As the former CEO of both Intuit and PayPal, Bill Harris has been around Silicon Valley's proverbial block a few times. And he has some advice for the kids cashing in on Facebook's public offering: Just because you're rich, you're not a different person.
Last year Harris, 56, launched his own company, Personal Capital, which offers a visual dashboard for users to view all their investment accounts in one place and, for a fee, receive personalized investing advice. His big idea is to transform financial advisory services into a virtual experience, rather than one involving visits to brick-and-mortar brokerages, so as to empower investors and cut costs.
With Harris having spent 25 years watching dotcom money come and go, we spoke with him on Thursday to find out what he does with his own money and glean his insights for a new generation of millionaires.
Let's talk about how you spend your money. What do you use to shop: paper or plastic?
I use a credit card and a debit card for most everything that I do. It is so much more convenient and gives me a whole record of what I do.
What does a CEO buy anyway?
I buy a lot of books and music.
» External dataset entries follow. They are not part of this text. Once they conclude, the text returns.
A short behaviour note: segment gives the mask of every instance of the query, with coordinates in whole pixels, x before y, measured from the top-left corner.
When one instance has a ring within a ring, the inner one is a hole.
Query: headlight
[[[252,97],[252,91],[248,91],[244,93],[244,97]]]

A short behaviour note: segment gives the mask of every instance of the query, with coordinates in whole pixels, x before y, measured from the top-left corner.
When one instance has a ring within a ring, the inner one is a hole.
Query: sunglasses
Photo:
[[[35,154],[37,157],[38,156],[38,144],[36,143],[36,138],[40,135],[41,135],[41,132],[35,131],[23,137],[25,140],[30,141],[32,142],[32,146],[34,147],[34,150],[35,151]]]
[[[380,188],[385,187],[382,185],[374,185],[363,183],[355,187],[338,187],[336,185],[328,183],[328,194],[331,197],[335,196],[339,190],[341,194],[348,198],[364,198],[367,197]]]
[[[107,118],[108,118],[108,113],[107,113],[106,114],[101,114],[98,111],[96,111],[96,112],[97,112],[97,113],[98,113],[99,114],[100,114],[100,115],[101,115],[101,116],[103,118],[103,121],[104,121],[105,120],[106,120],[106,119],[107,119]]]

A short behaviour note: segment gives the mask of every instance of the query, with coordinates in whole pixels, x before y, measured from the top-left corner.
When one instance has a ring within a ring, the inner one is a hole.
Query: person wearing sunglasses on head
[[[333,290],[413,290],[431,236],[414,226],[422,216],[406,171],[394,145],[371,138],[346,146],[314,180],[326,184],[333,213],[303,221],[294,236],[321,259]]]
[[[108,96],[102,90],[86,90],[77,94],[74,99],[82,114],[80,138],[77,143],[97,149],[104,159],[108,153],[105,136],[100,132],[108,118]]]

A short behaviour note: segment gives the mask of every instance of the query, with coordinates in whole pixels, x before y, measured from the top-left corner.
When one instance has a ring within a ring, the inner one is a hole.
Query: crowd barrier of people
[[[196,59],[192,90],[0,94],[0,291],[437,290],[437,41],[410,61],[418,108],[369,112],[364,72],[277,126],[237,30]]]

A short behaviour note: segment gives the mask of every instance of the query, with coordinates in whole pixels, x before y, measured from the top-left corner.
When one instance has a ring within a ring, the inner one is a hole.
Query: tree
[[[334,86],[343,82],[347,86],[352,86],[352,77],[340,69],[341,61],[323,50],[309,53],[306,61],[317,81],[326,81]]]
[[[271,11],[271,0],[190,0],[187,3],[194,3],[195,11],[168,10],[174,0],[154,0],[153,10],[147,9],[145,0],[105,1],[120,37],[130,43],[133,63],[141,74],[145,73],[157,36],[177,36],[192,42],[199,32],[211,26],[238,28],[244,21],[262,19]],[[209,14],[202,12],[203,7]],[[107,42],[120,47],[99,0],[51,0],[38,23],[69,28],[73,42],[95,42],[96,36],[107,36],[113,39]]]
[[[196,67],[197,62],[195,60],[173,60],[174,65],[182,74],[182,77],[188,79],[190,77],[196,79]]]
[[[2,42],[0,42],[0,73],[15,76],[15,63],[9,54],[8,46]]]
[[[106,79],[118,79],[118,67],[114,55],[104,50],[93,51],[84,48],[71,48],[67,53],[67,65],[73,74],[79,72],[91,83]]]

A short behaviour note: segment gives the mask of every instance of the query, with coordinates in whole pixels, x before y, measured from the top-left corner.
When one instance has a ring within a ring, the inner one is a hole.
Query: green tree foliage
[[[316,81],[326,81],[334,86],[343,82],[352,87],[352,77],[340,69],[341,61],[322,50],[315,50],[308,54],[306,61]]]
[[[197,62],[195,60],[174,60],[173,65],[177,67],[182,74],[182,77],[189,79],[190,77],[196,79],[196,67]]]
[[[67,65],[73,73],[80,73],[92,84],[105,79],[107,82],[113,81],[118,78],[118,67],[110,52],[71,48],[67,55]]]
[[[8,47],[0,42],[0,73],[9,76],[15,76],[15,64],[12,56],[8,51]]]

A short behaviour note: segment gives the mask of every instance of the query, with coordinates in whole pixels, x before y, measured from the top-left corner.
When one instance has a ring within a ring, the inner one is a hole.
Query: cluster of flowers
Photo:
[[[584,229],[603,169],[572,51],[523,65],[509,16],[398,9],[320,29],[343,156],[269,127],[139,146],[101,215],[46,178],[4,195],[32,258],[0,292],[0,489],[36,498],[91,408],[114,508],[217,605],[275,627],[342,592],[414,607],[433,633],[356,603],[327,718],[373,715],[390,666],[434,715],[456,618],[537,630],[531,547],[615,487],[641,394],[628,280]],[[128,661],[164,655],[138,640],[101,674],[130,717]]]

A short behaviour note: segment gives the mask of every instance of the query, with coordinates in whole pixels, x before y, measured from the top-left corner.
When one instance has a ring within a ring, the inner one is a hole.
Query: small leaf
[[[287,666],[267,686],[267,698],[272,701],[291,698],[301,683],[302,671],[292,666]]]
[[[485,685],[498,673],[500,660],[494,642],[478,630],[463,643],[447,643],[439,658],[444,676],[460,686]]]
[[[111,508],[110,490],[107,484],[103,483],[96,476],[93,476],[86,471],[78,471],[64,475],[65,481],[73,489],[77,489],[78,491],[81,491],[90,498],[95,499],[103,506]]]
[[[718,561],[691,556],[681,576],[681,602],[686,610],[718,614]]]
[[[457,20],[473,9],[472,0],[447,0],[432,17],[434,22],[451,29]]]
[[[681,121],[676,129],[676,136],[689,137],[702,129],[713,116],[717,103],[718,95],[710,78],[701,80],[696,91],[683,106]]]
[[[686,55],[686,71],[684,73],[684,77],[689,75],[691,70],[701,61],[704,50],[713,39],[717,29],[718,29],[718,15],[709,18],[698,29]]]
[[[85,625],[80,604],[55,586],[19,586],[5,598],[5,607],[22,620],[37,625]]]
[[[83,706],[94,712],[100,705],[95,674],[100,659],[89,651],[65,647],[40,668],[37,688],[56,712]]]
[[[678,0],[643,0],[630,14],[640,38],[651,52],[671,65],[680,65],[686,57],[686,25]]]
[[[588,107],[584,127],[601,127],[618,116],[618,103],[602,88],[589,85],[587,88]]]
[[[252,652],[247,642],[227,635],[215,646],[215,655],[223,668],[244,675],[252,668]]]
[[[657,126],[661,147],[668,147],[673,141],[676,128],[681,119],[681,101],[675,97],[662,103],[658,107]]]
One of the things about making it so easy [to shop online] is that I buy more than I can consume. It’s so easy to click. I buy all my clothing online. I also buy a whole lot of travel and hotel [tickets]. There are not very many things I don’t buy online.
Was there ever a point in your life when money was tight?
I was making minimum wage and living in Washington, D.C., in 1980 and I didn’t have enough to go out for lunch with people. I would boil hot dogs in the coffee water and wrap them in Wonder bread and have two or three hot dogs and that would be lunch. Everyone who had gone out at lunch was wondering why the coffee tasted so bad. Money was tight but I didn’t feel like I was struggling ... because I was living on my own and I had my own apartment.
What was the tipping point when you realized you actually had a little money?
It creeps up on you gradually. First you have a bank account, and then a 401(k). The thing that seems to be the turning point is not whether you have assets but how complex is your financial life. It's having obligations to think about beyond just making lunch.
When did you start thinking about investing and money?
When I was 13, I started a "mutual fund." It was called Capital Trust and I got [about a thousand dollars from friends and family] and I bought three different stocks, which are all out of business now. I would produce quarterly reports and type them up and I would have explain why we had a down quarter and the same gobbledygook you see in prospectus today. We ended up losing money all told and then I paid it all back.
What do you say to all the 20-somethings who went to bed Thursday night with nothing but who will go to bed on Friday as dotcom millionaires?
It is a good day! You woke up with a smile on your face. But don’t let that fool you, and you’re not a different person. Anyone who has history [in Silicon Valley] understands there are booms and busts ... You don’t wake up suddenly filthy rich; it had been building and you have put a lot of time and energy into it before now. If you wake up tomorrow with a million dollars, it’s still not what it seems. A million is not life changing -- you think about all fun stuff you can do in the next year -- but it if you think about it in terms of your whole life and take out taxes, it’s not that much.
But seriously, what do you do with insta-millions?
First, take a deep breath and don’t do anything silly. Don’t think about changing your life fundamentally. Make a plan where you are going and why. Secondly, almost everyone who wakes up in this situation should diversify. [Company stock] is going to represent a big portion of your assets, and it’s not just the concentration of stock, it’s also your whole life. You will be hugely overexposed to ups and downs of tech assets. What you need is global asset allocation. Lastly, especially for brand new money, beware of taxes! Pay attention because taxes can take a mammoth bite.
Do millionaires really have to worry about money?
People who make $2 million don’t think they are set. They think, If I make $4 million, I’d be set. I don’t think the issue of having enough really changes emotionally -- whether you have a lot of money or a little.